Every teacher knows that the summer recharge is critical. But after the last several years, we need to go hard on the “no.”
While there are, of course, plenty of activities I’m looking forward to, this year it’s more about what I’m NOT doing.
No matter what’s on your summer to-do list this year, I hope you will also join me in pledging to say no.
1. Fretting about the failings of this school year
Nope. Whether it was our own shortcoming or the faults of a system that doesn’t take care of its own, we’re not beating ourselves up this summer. Leave that baggage at the front desk and head for the pool party, my friend.

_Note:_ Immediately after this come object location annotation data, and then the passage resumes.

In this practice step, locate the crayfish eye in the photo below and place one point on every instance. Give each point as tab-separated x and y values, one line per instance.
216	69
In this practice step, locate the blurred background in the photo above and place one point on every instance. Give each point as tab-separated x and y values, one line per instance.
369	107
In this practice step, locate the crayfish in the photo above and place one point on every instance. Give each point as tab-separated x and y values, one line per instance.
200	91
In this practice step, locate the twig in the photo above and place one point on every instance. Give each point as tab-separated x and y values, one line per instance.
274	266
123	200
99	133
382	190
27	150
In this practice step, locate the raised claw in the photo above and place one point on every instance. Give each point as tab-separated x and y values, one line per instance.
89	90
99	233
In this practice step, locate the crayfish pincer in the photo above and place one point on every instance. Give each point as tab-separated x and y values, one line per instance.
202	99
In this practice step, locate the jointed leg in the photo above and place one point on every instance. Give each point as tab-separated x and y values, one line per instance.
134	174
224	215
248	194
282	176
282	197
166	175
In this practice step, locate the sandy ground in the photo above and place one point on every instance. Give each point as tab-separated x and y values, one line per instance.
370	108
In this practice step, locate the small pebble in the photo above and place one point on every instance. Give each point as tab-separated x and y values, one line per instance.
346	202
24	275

2. Reading any books I’m less-than-excited about
Say no to anything that feels like a chore to read. Treat yourself, whether that’s pop fiction, young adult novels, celebrity memoirs, or the well-worn fave you’ve already read a hundred times.
3. Drinking sad coffee
Gas station coffee is for September through May only. This summer, I either want coffee in my favorite ceramic mug at home, or iced coffee from the local shop where even the ice cubes are made of coffee, so it’s never watered down. I deserve good coffee during summer break—and so do you.

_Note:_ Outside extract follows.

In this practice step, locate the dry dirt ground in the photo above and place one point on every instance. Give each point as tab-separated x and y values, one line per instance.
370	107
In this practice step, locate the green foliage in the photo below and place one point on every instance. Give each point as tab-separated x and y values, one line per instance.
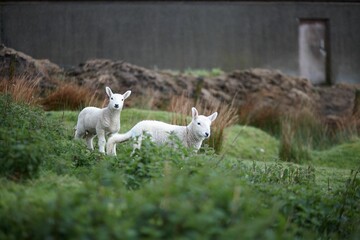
26	138
247	142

4. Keeping track of what day it is
What day is it? Not a school day!
5. Obsessing about next year
Certainly, summer offers a great time for us all to reflect on our craft and, in addition, contemplate changes we want to make next year. Still, as teachers, we all possess the ability to let the job crowd out other aspects of our life. A little bit of planning is good, but summer is also for catching up on the rest of our lives.
6. Watching half a movie
We’ve all done it. You start a movie in the evening, and midway through you either start checking your email inbox or dreading that 4 a.m. alarm. You say, “I’ll finish this tomorrow,” and before you know it, you’ve added another title to your mental graveyard of half-movies.
This summer, I’m going to finish the dang movie.
7. Teaching (or teaching-adjacent activities)
District sending emails about record low turnout of teachers for summer school? Nope. Not on that committee.
“Mandatory” professional development scheduled for a full two weeks off-contract? Sorry, I have surgery scheduled to repair my commitment gland.
Someone “voluntells” you to present at a conference requiring several days of prep? No. You have explosive diarrhea. In advance. (It’s a thing.)
8. Wearing hard clothes
Clothing I would consider hard: dress socks, closed-toed shoes, pants that aren’t notably soft or stretchy, and shirts that require ironing.
9. Ignoring my own kids for the betterment of someone else’s
Summer is about saying yes to my own kids. Yes, I’ll shoot hoops with you. Yes, I’ll read you another chapter at bedtime. Yes, I’ll play cards (even when you bend the rules).
10. Responding politely when someone disparages teachers
“Wish I had the summer off,” they’ll say.
“Yes,” I’ll tell them, “It is nice. I can feel myself recharging for another year of wondering whether this is the year I’ll have to be a human shield.”
I can smell the mountain air already. The sunshine warms my skin. I can also feel the promise of a couple of months focused on bettering myself rather than my students. I know summer break will make me a better teacher—and a better person—in the long run.